Habitat Ecology Information
What’s Lurking In Your Backyard? – #19 Ringtail Possum
This series looks at the variety of fauna that may be found in the suburban backyard or local reserve and the diversity may be surprising to some people. The obvious fauna are the vast array of birds that are readily seen by day and some by night, but there are numerous species that are nocturnal. Some of these nocturnal species people are familiar with as they tramp across the roof at night with what sounds like hobnail boots on, or they hear fighting in the backyard over food and territory. Others are cryptic and may only be seen infrequently when they enter the house for warmth and shelter. Each week I will highlight a different species that may be found in and around Melbourne’s backyards, parks and reserves, some may be familiar others less so.
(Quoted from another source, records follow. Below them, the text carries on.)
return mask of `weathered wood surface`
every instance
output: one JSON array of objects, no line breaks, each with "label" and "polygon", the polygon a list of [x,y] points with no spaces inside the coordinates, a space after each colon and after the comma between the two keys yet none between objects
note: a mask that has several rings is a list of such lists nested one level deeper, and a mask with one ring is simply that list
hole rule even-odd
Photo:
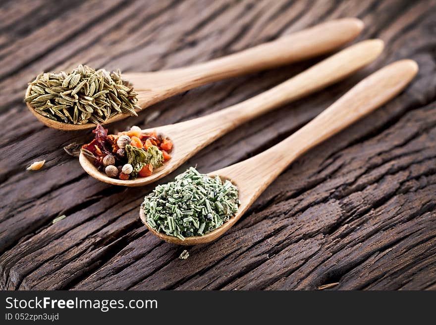
[{"label": "weathered wood surface", "polygon": [[[293,164],[230,232],[189,248],[186,260],[177,258],[183,247],[159,240],[139,221],[153,186],[125,188],[88,177],[62,147],[89,133],[45,127],[22,102],[26,83],[42,70],[182,66],[348,16],[366,23],[360,40],[385,41],[379,59],[247,123],[162,182],[188,165],[207,172],[268,148],[387,63],[414,59],[419,75]],[[9,0],[0,6],[0,288],[436,289],[436,1]],[[204,115],[316,61],[204,86],[111,128]],[[42,170],[25,170],[43,159]]]}]

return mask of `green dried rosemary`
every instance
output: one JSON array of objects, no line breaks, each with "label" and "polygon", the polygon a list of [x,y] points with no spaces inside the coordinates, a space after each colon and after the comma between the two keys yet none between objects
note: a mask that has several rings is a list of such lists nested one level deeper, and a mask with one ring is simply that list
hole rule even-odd
[{"label": "green dried rosemary", "polygon": [[213,178],[191,167],[174,182],[156,186],[142,206],[150,227],[184,239],[219,228],[240,204],[231,182],[223,183],[218,176]]},{"label": "green dried rosemary", "polygon": [[81,64],[68,74],[42,73],[29,85],[24,101],[38,114],[65,123],[99,124],[121,113],[137,115],[139,108],[137,93],[119,70],[109,74]]}]

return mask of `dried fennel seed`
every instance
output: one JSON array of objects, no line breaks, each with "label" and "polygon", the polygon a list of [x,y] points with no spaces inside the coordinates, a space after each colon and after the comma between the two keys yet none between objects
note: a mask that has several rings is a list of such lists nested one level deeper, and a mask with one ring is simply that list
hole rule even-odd
[{"label": "dried fennel seed", "polygon": [[186,260],[189,257],[189,252],[186,249],[181,252],[179,256],[179,259]]},{"label": "dried fennel seed", "polygon": [[109,74],[81,64],[68,74],[42,73],[29,84],[30,93],[24,101],[54,121],[99,124],[121,113],[137,116],[138,94],[119,70]]},{"label": "dried fennel seed", "polygon": [[240,204],[238,188],[191,167],[174,182],[158,185],[142,204],[148,225],[184,239],[219,228],[234,216]]}]

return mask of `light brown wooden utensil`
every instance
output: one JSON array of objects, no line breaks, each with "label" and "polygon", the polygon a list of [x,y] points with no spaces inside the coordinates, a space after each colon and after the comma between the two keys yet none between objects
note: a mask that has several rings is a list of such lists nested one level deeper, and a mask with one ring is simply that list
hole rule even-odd
[{"label": "light brown wooden utensil", "polygon": [[[237,53],[190,67],[154,72],[123,74],[138,93],[139,111],[171,96],[221,79],[270,69],[328,53],[354,39],[363,28],[359,19],[331,20]],[[30,93],[27,88],[26,95]],[[53,121],[38,114],[27,104],[38,120],[47,126],[62,130],[95,128]],[[105,124],[129,115],[119,114]]]},{"label": "light brown wooden utensil", "polygon": [[127,181],[111,178],[98,171],[82,154],[79,157],[80,164],[91,176],[109,184],[141,186],[152,183],[168,175],[202,148],[238,125],[343,79],[372,62],[382,49],[383,42],[380,40],[361,42],[244,101],[197,119],[156,128],[158,134],[168,137],[174,145],[171,159],[148,177]]},{"label": "light brown wooden utensil", "polygon": [[163,239],[179,245],[195,245],[214,240],[228,230],[265,188],[294,160],[307,151],[398,94],[418,72],[412,60],[401,60],[384,67],[359,83],[312,121],[268,150],[209,175],[228,179],[239,189],[241,205],[236,215],[220,228],[204,236],[177,237],[157,232],[148,226],[141,209],[142,222]]}]

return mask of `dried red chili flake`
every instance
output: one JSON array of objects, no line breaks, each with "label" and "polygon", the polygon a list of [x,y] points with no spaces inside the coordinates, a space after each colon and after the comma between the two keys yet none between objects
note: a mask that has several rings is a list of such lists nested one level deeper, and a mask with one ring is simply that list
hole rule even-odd
[{"label": "dried red chili flake", "polygon": [[95,139],[100,150],[106,153],[110,153],[112,151],[112,146],[107,141],[108,129],[99,124],[92,132],[95,135]]}]

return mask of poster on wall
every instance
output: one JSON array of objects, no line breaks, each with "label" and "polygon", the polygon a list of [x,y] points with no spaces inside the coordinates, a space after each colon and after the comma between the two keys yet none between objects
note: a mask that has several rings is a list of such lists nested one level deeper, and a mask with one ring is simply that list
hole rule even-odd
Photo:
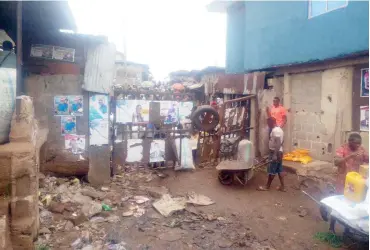
[{"label": "poster on wall", "polygon": [[54,96],[54,114],[69,115],[68,96]]},{"label": "poster on wall", "polygon": [[82,95],[68,96],[69,114],[73,116],[83,115],[83,97]]},{"label": "poster on wall", "polygon": [[65,135],[65,147],[73,154],[82,154],[85,151],[85,135]]},{"label": "poster on wall", "polygon": [[53,59],[53,46],[36,44],[31,46],[31,57]]},{"label": "poster on wall", "polygon": [[150,144],[150,158],[149,162],[162,162],[164,161],[165,141],[153,140]]},{"label": "poster on wall", "polygon": [[178,102],[161,101],[160,116],[164,117],[164,124],[175,124],[178,122]]},{"label": "poster on wall", "polygon": [[76,134],[76,117],[62,116],[60,123],[62,135]]},{"label": "poster on wall", "polygon": [[149,101],[146,100],[117,100],[116,121],[118,123],[148,122]]},{"label": "poster on wall", "polygon": [[140,162],[143,159],[143,140],[127,140],[126,162]]},{"label": "poster on wall", "polygon": [[369,96],[369,69],[361,69],[361,97]]},{"label": "poster on wall", "polygon": [[75,49],[52,45],[33,44],[31,46],[30,56],[44,59],[74,62]]},{"label": "poster on wall", "polygon": [[360,130],[369,131],[369,106],[360,107]]},{"label": "poster on wall", "polygon": [[90,145],[108,144],[108,95],[92,95],[89,100]]},{"label": "poster on wall", "polygon": [[193,102],[180,102],[179,103],[179,119],[180,122],[184,121],[185,119],[188,119],[191,110],[193,109]]},{"label": "poster on wall", "polygon": [[53,59],[67,62],[74,62],[75,50],[71,48],[53,47]]}]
#19 Common Ringtail Possum
The Common Ringtail Possum like the Common Brushtail Possum (What’s Lurking In Your Backyard #2) has adapted well to the changes associated with urban development. Ringtail Possums can be found in and around the suburban garden as well as the council parks and gardens searching for their favorite foodstuffs.
The Ringtail Possum is said to be about the size of a cat although a small one and has a prehensile tail which gives it the ability to hang onto branches, powerlines etc. as it scrambles around at night time. Primarily grey in colour it has a white tip to its tail and underbelly as well as around the eye. It also has a rusty orange/brown tinge around the face and flanks.
The Ringtail Possum can be found along the east coast of Australia and into South Australia. Rarely coming to ground it is primarily a tree dwelling species that can be found in most forest types including woodlands, forests and rainforest, along with dense scrub including the urban backyards.
This possum utilises a nest of twigs and back in a ball shape, which it constructs in a protected area in shrubs and tree forks. The nest is called a “drey“ and may have several of these scattered around its home range, which it will utilise over a period of time and share with one or more possum at a time.
The Ringtail Possum is nocturnal usually appears just after dark to undertake its nightly foray for food. Its diet consists of a variety of leaves of both native and introduced plants, as well as flowers and fruits. One of the peculiar habits of this possum is that it will eat its own faecal pellets. This enables it to digests its food twice to extract the maximum amount of nutrients.
During the early stage of the young’s life when the mother is feeding, the male will carry the young on his back and care for them. This phenomenon is only known in this possum species.